- This event has passed.
Spring 2026 GRASP SFI: Chuning Zhu, University of Washington, “Toward Scalable Robot Learning via World Models”
April 8 @ 3:00 pm - 4:00 pm
This will be a hybrid event with in-person attendance in Levine 307 and virtual attendance on Zoom.
ABSTRACT
As data-driven approaches become the predominant paradigm for robotics, the burden of scaling robot data becomes increasingly transparent. The standard recipe for data-driven robot learning requires teleoperated expert demonstrations on real robots, which are expensive to scale. In this talk, we propose to use world models as a means to pool a vast amount of data from diverse sources for robot learning. The first part of the talk introduces a method for learning from video data by jointly modeling video and action diffusion processes.

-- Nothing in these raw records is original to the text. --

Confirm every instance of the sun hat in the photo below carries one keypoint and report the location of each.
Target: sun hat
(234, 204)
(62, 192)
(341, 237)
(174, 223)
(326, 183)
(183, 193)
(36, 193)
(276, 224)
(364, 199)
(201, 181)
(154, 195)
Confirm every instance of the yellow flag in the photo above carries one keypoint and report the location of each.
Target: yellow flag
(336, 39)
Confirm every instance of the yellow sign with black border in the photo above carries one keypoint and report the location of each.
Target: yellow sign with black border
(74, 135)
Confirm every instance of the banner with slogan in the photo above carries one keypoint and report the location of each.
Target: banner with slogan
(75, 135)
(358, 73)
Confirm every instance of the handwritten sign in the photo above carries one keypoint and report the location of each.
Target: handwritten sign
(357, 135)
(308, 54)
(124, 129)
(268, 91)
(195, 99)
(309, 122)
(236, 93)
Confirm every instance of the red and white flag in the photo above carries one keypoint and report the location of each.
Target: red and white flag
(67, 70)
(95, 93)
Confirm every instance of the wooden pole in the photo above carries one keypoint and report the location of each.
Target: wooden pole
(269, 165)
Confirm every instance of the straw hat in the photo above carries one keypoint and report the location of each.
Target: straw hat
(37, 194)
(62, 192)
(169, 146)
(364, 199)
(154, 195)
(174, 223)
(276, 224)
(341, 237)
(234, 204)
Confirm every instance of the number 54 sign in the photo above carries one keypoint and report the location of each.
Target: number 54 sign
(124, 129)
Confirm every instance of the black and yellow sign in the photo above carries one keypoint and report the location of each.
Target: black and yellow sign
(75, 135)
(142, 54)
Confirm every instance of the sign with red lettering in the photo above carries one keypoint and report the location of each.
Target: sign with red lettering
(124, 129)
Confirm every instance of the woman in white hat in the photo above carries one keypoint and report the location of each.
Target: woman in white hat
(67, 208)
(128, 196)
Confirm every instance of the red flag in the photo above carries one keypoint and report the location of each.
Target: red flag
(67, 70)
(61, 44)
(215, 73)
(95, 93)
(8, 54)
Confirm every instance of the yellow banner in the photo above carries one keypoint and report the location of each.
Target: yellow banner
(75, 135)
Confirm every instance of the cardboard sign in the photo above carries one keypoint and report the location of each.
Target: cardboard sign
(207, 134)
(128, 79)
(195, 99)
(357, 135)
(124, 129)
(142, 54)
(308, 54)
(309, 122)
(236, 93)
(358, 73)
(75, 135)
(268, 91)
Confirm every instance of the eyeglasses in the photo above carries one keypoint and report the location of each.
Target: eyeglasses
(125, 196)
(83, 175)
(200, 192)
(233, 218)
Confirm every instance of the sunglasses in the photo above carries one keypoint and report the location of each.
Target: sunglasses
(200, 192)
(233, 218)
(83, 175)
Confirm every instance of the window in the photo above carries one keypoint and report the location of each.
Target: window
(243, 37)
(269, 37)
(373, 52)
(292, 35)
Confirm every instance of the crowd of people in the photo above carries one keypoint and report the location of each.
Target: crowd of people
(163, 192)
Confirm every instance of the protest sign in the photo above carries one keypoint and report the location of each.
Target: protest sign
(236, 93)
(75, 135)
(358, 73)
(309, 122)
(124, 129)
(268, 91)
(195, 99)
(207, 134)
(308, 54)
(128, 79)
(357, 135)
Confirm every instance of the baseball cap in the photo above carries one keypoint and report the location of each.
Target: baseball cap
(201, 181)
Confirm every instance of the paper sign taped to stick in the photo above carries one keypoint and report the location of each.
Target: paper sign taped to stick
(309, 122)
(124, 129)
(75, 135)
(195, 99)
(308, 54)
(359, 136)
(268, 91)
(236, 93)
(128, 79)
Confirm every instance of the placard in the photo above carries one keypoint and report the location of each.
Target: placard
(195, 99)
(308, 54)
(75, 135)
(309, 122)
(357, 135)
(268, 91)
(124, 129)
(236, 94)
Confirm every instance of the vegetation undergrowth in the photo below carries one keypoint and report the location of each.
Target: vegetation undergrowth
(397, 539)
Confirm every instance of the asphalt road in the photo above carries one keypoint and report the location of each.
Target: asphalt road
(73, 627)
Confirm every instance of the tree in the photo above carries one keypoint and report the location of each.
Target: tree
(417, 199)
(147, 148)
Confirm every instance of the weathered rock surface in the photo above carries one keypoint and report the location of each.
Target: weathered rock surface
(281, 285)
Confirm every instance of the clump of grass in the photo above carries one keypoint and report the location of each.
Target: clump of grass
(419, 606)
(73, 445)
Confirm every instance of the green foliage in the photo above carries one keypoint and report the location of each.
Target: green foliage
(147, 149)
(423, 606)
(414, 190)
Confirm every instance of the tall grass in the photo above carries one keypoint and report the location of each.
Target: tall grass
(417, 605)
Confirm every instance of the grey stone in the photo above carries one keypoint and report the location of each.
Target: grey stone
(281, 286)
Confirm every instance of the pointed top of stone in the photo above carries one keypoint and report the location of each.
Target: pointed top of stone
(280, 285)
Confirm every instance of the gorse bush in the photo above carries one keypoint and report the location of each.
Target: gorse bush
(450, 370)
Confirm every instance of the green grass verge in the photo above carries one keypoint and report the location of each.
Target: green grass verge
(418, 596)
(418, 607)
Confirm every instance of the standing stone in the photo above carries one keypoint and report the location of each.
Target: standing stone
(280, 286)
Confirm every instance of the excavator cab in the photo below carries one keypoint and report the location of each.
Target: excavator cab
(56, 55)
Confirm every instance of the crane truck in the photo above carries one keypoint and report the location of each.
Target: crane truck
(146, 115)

By utilizing diffusion noise as masking, we can flexibly incorporate action-free Internet videos into policy training, significantly improving its visual generalization. The second part of the talk explores how world models in semantic space enable robot learning from vision-language data. By casting world modeling as Visual Question Answering (VQA) about the future, we inherit the rich pre-trained knowledge of VLMs and enable versatile planning capabilities. The final part of the talk makes a connection between reasoning and latent world models. Using this principle, we build policies that learns from video data without pixel reconstruction, while enabling adaptive scaling of test-time compute.